Michel de Certeau est né à Chambéry le 17 mai 1925. Après des études littéraires à Grenoble, il entre au Séminaire d’Issy-les-Moulineaux chez les Sulpiciens en 1944. Formé à la philosophie, il poursuit son cursus de théologie au Séminaire de Lyon. C’est là qu’à la fin des années quarante, il se lie d’amitié avec Henri de Lubac et entre dans la Compagnie de Jésus en 1950. Il effectue alors tout le parcours d’étude jésuite : après le noviciat et le juvénat de Laval, il part à Chantilly pour y suivre des cours de philosophie, puis rejoint Fourvière en 1955-56 pour recevoir une nouvelle formation en théologie. Ordonné prêtre en 1956 à Lyon, il prononce ses grands vœux et devient Profès de la Compagnie en 1963.
A partir de 1956, il participe, auprès de Maurice Giuliani et de François Roustang, aux débuts de la revue Christus et suit le séminaire sur le christianisme à l’époque moderne (16e –18e siècle) animé à l’Ephe, à partir de 1957-58, par Jean Orcibal. Travaillant sur les débuts de la Compagnie, il soutient son doctorat de science des religions à la Sorbonne qu’il publie en 1960. Il s’agit du Mémorial d’un des compagnons d’Ignace de Loyola, le savoyard Pierre Favre. Il entreprend, en outre, une thèse sous la direction d’Henri Gouhier sur l’édition des œuvres d’un jésuite mystique du 17e siècle, Jean-Joseph Surin auquel il consacre l’essentiel de ses recherches érudites. Il publie en 1963 la Guide spirituelle de Jean-Joseph Surin, puis en 1966 édite sa correspondance établie à partir de la prospection de quarante dépôts d’archives. En 1964, il est co-fondateur de l’École freudienne de Paris (l’École lacanienne) dont il reste membre jusqu’à sa dissolution par Lacan en 1980. En 1967, il quitte la rédaction de Christus pour devenir un collaborateur actif de la revue Études. Très marqué par la radicalisation des mouvements latino-américains dans les années 1966-67, il est un des premiers à dénoncer en 1969 l’usage de la torture par la dictature brésilienne.
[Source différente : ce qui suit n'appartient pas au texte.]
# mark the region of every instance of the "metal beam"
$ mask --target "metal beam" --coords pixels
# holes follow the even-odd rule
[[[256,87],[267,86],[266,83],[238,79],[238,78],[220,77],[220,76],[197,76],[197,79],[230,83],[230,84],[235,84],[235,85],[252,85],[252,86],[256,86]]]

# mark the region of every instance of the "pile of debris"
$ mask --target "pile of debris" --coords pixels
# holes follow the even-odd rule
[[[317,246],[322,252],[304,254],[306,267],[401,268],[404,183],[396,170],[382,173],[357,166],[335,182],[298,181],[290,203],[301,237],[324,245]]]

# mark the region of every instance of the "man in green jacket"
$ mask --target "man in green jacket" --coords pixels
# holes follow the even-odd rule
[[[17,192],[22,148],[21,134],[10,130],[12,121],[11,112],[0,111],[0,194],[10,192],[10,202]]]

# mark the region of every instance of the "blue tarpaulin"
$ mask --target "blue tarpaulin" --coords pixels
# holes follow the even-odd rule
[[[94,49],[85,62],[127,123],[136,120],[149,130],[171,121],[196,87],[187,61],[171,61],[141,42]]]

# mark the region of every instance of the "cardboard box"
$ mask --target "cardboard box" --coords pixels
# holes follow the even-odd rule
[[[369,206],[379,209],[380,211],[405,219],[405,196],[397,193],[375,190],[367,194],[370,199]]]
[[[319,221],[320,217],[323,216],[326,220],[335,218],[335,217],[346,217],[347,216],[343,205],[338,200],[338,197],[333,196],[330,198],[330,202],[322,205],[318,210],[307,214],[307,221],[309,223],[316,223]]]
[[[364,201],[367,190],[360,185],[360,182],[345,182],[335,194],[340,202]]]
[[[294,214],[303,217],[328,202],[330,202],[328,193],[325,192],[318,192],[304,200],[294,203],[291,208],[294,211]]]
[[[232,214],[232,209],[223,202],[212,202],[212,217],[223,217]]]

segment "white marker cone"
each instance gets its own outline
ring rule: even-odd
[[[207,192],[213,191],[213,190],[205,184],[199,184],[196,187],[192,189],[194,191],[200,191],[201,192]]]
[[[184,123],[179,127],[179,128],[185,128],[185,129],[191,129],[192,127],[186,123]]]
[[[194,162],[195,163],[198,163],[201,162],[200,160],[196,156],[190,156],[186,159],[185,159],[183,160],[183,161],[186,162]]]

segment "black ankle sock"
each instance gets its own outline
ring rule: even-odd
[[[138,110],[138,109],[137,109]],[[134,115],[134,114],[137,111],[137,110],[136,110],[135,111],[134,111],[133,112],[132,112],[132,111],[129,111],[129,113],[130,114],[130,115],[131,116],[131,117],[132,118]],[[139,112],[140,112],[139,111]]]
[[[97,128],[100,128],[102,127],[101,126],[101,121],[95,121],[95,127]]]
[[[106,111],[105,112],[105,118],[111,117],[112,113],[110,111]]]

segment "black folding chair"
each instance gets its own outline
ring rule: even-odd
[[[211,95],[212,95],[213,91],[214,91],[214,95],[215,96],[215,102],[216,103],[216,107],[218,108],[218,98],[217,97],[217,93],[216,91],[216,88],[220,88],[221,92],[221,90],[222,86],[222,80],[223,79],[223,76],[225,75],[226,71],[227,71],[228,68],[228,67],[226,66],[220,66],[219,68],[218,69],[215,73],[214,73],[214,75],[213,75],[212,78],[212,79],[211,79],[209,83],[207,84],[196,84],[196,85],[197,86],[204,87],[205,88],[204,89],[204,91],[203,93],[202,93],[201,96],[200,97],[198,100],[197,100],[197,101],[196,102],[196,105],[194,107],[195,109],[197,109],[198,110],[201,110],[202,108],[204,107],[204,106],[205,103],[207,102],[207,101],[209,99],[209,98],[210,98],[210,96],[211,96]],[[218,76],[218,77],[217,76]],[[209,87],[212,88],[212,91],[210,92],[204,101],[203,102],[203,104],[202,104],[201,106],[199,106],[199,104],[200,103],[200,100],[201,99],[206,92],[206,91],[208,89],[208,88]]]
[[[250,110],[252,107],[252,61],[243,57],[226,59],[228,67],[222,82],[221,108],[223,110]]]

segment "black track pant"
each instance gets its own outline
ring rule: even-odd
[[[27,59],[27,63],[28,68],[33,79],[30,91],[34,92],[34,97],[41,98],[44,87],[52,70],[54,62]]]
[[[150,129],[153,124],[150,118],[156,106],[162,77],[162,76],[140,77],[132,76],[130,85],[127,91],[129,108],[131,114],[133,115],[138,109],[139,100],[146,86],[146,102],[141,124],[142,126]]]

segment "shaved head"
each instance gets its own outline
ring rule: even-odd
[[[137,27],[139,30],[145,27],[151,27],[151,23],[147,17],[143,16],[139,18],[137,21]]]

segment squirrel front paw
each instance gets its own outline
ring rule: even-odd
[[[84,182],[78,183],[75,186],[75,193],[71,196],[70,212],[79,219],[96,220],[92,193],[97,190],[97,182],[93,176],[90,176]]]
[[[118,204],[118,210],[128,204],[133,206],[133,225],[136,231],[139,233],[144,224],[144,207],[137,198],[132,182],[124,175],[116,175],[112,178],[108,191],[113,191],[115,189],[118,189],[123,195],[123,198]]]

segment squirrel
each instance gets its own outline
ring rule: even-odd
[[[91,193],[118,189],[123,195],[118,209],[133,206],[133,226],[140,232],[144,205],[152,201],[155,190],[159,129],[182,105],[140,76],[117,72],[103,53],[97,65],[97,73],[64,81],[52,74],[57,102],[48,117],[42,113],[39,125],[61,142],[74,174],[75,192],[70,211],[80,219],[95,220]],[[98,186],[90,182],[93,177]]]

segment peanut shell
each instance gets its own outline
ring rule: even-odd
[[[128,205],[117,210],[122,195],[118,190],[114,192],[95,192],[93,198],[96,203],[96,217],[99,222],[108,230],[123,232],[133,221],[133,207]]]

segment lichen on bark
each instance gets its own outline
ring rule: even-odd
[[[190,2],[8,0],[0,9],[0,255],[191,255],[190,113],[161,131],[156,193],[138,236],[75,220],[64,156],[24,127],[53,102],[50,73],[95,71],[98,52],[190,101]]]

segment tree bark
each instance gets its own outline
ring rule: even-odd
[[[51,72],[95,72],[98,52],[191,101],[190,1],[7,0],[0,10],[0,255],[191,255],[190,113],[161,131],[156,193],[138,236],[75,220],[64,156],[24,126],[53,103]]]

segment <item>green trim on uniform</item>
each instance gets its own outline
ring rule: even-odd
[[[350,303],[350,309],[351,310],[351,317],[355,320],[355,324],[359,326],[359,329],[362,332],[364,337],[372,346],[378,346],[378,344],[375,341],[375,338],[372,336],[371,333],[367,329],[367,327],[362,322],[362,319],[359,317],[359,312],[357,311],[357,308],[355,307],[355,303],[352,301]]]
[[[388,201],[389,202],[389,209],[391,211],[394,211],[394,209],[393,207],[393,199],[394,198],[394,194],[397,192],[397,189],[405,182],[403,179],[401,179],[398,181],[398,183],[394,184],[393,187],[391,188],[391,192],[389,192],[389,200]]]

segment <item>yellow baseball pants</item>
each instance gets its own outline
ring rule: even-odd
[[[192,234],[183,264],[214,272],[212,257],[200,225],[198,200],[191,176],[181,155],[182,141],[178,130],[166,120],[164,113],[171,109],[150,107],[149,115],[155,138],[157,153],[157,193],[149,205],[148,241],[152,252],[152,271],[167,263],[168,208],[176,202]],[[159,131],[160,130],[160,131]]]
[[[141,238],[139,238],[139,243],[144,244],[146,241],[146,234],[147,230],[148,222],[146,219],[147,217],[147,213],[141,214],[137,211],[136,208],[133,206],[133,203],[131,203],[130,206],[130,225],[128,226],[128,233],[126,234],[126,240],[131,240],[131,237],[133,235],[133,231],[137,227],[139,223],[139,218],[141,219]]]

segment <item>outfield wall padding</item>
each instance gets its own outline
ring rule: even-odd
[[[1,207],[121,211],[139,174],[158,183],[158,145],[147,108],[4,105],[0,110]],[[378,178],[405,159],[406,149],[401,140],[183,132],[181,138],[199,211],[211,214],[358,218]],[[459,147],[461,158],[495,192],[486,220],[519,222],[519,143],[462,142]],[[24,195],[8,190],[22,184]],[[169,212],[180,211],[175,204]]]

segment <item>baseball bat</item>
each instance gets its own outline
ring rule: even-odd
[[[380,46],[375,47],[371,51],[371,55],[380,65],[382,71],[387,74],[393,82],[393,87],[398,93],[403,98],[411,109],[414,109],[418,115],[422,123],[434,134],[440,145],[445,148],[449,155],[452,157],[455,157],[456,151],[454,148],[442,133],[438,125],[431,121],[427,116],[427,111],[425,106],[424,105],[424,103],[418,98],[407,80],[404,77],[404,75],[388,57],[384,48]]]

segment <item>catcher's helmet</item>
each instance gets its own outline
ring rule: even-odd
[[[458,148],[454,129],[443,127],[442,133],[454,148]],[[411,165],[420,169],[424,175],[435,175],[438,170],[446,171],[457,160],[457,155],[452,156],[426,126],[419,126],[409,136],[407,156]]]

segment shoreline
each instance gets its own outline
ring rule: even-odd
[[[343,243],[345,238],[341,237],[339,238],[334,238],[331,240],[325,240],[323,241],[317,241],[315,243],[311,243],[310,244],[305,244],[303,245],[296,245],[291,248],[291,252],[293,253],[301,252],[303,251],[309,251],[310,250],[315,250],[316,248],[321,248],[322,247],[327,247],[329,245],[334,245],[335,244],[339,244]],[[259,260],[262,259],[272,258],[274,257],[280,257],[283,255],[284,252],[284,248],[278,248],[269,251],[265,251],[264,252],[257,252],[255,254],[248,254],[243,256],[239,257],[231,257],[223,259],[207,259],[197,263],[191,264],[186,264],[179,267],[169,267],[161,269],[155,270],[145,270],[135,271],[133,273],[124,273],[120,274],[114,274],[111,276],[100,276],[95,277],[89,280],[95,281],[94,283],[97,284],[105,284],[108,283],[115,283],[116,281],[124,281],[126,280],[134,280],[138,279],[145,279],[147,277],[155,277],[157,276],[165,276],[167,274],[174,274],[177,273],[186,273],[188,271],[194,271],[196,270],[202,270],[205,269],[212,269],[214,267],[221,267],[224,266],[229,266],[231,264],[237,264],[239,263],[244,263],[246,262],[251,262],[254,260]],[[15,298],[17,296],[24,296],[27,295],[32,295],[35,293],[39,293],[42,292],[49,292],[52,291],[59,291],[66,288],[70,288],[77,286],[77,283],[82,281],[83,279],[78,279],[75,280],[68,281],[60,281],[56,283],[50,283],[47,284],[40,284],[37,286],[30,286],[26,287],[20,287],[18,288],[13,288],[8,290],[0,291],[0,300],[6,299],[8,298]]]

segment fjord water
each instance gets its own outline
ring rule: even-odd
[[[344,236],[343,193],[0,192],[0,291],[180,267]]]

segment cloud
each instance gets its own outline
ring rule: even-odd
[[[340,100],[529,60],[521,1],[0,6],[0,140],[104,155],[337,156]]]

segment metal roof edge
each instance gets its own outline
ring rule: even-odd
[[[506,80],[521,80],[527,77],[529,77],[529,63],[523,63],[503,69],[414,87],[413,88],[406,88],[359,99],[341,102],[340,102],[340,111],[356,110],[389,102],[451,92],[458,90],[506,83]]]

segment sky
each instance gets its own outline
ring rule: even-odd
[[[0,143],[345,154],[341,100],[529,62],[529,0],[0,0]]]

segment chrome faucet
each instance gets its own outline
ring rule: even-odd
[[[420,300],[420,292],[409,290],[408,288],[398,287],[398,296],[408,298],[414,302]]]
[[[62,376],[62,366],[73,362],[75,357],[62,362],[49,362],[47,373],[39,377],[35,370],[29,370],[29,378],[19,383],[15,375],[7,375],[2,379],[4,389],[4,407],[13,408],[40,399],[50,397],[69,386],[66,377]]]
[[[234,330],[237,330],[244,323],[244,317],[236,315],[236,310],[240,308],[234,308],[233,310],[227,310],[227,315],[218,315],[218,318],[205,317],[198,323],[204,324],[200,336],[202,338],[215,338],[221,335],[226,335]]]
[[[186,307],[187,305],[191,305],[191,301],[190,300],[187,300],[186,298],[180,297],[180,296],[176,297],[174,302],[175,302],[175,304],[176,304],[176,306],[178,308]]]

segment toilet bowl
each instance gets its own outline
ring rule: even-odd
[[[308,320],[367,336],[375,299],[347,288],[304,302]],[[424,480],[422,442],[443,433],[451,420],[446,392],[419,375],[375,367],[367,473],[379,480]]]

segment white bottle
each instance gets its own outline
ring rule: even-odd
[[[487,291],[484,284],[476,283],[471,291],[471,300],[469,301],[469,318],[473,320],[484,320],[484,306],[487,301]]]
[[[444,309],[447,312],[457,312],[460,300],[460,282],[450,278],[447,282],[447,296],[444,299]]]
En cette année 1967, il s’engage pleinement dans ce qu’il y a de plus moderne dans les sciences humaines : outre sa participation à l’École Freudienne, on le retrouve au séminaire de sémiotique de Julien Greimas et aux rencontres du Groupe de la Bussière où il renouvelle en profondeur l’histoire du religieux. 1967/1968 constitue pour lui une double « rupture instauratrice » : d’une part, sa mère meurt dans un terrible accident qui faillit aussi lui coûter la vie, et d’autre part il se sent totalement en phase avec le mouvement de mai 1968 dans lequel il reconnaît une « prise de parole ». A partir de cette période, il réoriente ses recherches dans deux directions : l’épistémologie de l’histoire et l’étude des pratiques culturelles contemporaines. Sa contribution au premier champ est, notamment, marquée par son fameux article « Faire de l’histoire » (1970) dont Pierre Nora et Jacques Le Goff reprennent le titre pour la publication de leur trilogie en 1974, ainsi que L’absent de l’histoire (1973) et L’écriture de l’histoire (1975). Ses travaux sur les pratiques culturelles contemporaines, donnent lieu, entre autres, à la publication de La culture au pluriel (1974) puis de L’invention du quotidien (1980). Mais l’unité de ses travaux trouve son site dans la prospection de l’univers et du langage des mystiques comme le révèle la publication de La fable mystique (1982).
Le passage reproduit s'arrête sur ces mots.